ショーケースに並べられたケーキたちをじっと見つめ、どれにするかをしかと吟味する。別に特別な日では無いが深夜にスイーツ特集なんて見てしまってからどうしても甘いものが食べたい衝動が止められなかった。
久しぶりに立ち寄ったケーキ屋は記憶の中にあるよりもきらきらと煌めいており、何でもない日を特別なものへと変える不思議な力を感じさせた。
チョコレートにしようか、季節のフルーツをあしらったケーキも魅力的だ、いっそチーズケーキとか、王道のショートケーキも悪くない。見れば見るほどどれも最高に美味しそうでひとつだけを選ぶのなんて到底無理なことに思えた。
うんうんと頭を抱え、ふと気づく。
何となく、ケーキはひとつだけしか買えないという思い込みをしていたが、自分にはそんな縛りがないことに思い至ったのだ。幼い頃の自分も今と同じようにケーキ屋に来てはどれにしようか何時までも悩み、両親に急かされたものだった。
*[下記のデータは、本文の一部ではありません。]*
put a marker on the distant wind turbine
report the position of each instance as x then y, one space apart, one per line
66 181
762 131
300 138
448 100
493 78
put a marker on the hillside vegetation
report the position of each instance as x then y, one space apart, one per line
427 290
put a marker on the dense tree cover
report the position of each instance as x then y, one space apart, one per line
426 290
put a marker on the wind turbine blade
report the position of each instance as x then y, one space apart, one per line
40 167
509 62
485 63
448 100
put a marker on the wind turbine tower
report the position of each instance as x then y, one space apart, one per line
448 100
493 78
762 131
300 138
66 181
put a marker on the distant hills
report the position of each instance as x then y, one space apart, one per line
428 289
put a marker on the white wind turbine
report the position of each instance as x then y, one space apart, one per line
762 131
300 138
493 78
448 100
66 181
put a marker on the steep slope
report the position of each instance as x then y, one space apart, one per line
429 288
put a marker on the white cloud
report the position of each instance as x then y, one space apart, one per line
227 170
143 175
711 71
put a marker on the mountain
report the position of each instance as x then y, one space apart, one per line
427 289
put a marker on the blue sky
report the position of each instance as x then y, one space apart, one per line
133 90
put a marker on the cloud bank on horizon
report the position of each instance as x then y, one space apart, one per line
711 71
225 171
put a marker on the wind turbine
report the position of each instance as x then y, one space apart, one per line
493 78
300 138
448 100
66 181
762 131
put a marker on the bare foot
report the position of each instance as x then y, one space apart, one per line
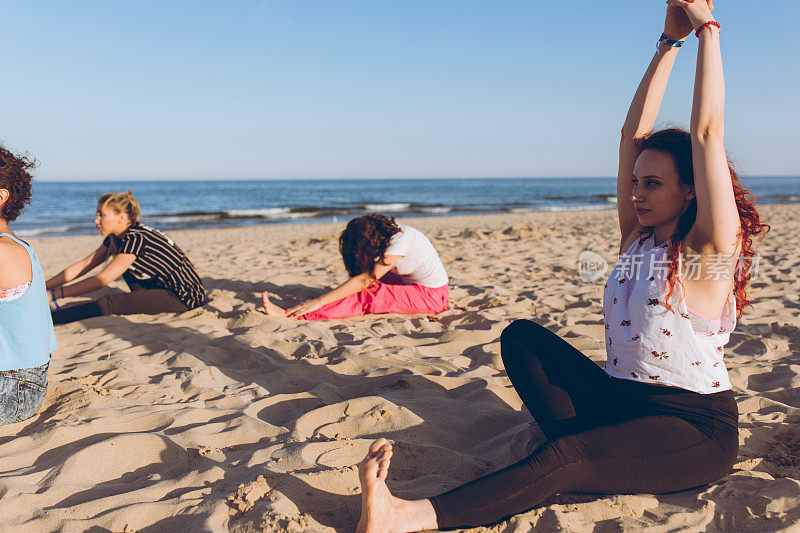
270 308
380 511
376 500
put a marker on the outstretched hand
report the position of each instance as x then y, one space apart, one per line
304 307
697 12
679 23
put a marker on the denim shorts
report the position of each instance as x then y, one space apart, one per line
22 392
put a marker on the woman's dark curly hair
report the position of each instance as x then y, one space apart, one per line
364 241
678 143
16 179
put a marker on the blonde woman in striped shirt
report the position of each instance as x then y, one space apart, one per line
160 276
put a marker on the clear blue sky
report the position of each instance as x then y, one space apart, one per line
371 88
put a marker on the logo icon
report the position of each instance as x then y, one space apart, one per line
591 266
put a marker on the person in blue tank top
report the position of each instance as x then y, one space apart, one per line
26 330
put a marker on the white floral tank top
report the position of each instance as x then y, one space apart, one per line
647 342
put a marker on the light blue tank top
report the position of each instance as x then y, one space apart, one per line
26 328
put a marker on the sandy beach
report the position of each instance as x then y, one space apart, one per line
225 419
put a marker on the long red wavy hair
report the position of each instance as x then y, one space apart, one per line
677 142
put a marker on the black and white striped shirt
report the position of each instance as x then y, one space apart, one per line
159 262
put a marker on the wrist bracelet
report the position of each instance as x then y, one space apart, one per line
669 42
709 23
53 296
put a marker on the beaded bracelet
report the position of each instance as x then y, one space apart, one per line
709 23
53 296
669 42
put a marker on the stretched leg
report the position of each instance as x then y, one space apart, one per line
653 454
564 390
147 302
378 298
141 302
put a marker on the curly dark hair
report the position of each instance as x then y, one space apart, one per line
16 179
678 143
364 241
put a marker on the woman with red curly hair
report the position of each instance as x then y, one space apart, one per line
26 331
661 416
393 268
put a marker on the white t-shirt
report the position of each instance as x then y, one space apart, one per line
420 262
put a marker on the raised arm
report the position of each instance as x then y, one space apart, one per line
643 112
352 286
112 271
76 270
717 226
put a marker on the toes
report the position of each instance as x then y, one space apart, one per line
376 446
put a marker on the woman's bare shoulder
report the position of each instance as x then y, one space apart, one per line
15 263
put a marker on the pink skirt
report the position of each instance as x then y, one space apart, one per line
386 295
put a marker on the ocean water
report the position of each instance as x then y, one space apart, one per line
67 208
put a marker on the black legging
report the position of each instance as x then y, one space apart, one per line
605 435
141 300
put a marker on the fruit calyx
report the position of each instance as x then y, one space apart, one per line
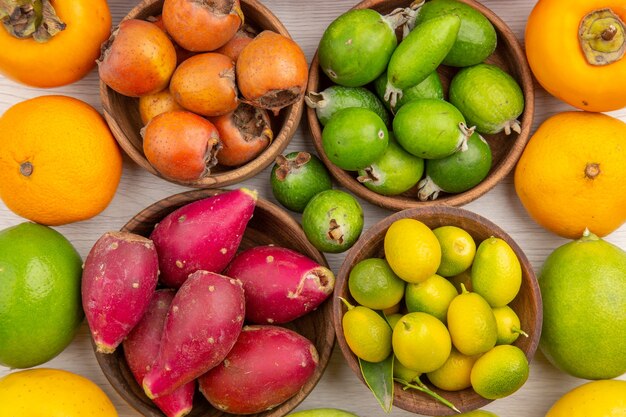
602 37
35 19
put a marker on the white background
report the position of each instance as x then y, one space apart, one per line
339 387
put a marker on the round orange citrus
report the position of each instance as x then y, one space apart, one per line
59 162
571 175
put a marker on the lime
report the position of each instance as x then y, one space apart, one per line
367 334
457 250
472 324
454 374
583 288
40 300
421 342
496 272
509 327
373 284
432 296
412 250
500 372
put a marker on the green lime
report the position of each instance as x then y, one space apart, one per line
297 177
454 375
373 284
432 296
472 324
457 250
496 272
367 334
421 342
509 327
40 299
412 250
500 372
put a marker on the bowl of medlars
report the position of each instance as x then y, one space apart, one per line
414 104
442 307
202 94
210 303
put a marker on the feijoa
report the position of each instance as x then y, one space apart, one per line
431 87
297 177
430 128
458 172
337 97
476 39
355 48
488 97
333 221
395 172
354 138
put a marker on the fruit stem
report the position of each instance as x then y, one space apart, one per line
35 19
423 388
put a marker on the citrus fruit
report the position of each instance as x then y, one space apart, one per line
373 284
59 163
412 250
496 272
432 296
583 288
499 372
593 399
471 323
571 174
457 250
52 392
367 334
454 374
421 342
40 301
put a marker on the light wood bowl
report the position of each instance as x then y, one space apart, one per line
269 225
506 150
122 113
527 304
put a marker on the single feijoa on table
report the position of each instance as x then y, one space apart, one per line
354 138
488 97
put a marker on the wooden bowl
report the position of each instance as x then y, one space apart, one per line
506 150
527 304
122 113
269 225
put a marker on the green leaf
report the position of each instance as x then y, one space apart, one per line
379 379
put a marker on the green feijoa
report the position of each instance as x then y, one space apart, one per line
458 172
337 97
395 172
430 128
488 97
354 138
355 48
431 87
296 178
333 221
476 39
419 54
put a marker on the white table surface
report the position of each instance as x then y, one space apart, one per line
339 387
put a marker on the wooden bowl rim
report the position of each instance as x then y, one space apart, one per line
500 171
292 116
123 386
431 406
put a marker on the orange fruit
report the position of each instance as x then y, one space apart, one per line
59 162
571 174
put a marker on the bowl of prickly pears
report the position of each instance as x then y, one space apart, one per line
210 303
438 310
444 101
180 107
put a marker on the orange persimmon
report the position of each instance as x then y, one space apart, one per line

あの時は親からケーキはひとつだけね、という言いつけに従うしか無かった。しかし今、自分は好きなだけケーキを買い、食べる権利がある。
そこからの自分の行動は早く、店を後にした自分の手にはそこそこの重みのあるケーキの箱が握られていた。
大人になるのも悪くない。
随分と軽くなった財布からは目を逸らし、ケーキの入った箱を抱え直し、家へと足を進めた。